Comparison of methods to assess the accuracy of the incorporation of censored chemical data in descriptive statistical analysis of contaminated groundwate
Abstract
Chemical analyses of groundwater often present data sets with censored values, i.e., below the detection limit (LOD). When the proportion of censored values is significant, descriptive (mean, median and standard deviation) or exploratory geochemical analysis may be impaired. Ignoring such data or replacing them with some predetermined value is not always the recommended alternative. Thus, the objective of this research is to investigate the applicability of four methods in estimating censored chemical data from an area with contaminated groundwater.
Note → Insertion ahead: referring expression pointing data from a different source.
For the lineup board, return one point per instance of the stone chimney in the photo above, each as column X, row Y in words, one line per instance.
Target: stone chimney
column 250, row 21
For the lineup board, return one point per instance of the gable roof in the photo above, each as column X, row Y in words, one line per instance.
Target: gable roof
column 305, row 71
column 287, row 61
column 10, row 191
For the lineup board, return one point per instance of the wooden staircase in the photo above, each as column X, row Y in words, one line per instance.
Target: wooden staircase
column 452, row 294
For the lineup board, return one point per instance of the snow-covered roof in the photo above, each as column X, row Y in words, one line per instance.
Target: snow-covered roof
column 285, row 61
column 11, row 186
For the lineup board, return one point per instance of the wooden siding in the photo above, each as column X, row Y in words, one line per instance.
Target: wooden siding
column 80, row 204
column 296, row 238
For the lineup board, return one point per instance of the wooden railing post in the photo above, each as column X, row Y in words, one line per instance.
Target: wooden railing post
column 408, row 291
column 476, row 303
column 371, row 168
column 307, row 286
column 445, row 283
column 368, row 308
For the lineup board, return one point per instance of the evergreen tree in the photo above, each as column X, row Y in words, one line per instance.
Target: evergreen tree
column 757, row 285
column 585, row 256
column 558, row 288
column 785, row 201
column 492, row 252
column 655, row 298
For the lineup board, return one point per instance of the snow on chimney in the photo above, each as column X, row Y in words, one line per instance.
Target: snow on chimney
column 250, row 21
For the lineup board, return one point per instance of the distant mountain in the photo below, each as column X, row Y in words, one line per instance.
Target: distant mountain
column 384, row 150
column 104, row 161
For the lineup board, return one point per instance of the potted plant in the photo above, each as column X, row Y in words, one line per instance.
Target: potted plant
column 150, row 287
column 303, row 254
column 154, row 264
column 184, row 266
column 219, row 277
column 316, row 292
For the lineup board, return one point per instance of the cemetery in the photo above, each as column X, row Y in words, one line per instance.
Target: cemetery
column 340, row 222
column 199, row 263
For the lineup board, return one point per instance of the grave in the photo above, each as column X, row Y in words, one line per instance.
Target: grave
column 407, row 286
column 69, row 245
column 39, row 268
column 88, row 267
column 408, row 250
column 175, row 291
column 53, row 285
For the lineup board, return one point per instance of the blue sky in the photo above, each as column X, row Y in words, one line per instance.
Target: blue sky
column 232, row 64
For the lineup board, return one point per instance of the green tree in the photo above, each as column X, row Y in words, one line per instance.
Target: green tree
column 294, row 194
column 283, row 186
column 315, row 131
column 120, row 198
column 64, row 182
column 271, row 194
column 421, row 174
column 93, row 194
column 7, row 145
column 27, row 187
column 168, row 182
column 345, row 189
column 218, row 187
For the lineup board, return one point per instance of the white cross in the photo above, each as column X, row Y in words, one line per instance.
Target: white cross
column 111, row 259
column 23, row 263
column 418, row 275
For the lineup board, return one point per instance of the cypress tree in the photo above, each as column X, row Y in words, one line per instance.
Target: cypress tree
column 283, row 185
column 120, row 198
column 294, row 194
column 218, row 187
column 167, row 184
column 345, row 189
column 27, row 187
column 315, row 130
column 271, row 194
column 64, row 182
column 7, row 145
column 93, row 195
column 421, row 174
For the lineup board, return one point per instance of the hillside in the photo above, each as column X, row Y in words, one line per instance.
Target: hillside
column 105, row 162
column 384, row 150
Three statistical methods were used: parametric (Maximum Likelihood Estimation, MLE), non-parametric (Kaplan-Meier, KM) and robust (Order Regression Methods, ROS), in addition to the traditional method of direct replacement of censored data, using LOD/2. The MLE, assuming a Gaussian distribution of the data (MLE-no), yielded allowable substitution factors, close to 0.5, similarly to the traditional substitution method (LOD/2). Validation with complete datasets with the same estimation methods and considering three artificial LOD attested to the good results of MLE-no and ROS with 25% and 50% of censored data, respectively, as well as LOD/2. The first two methods are preferable to LOD/2 as they are statistically based. It is recommended in future studies that such estimation methods be combined with other geostatistical treatments to improve the spatial analysis of hydrochemical datasets.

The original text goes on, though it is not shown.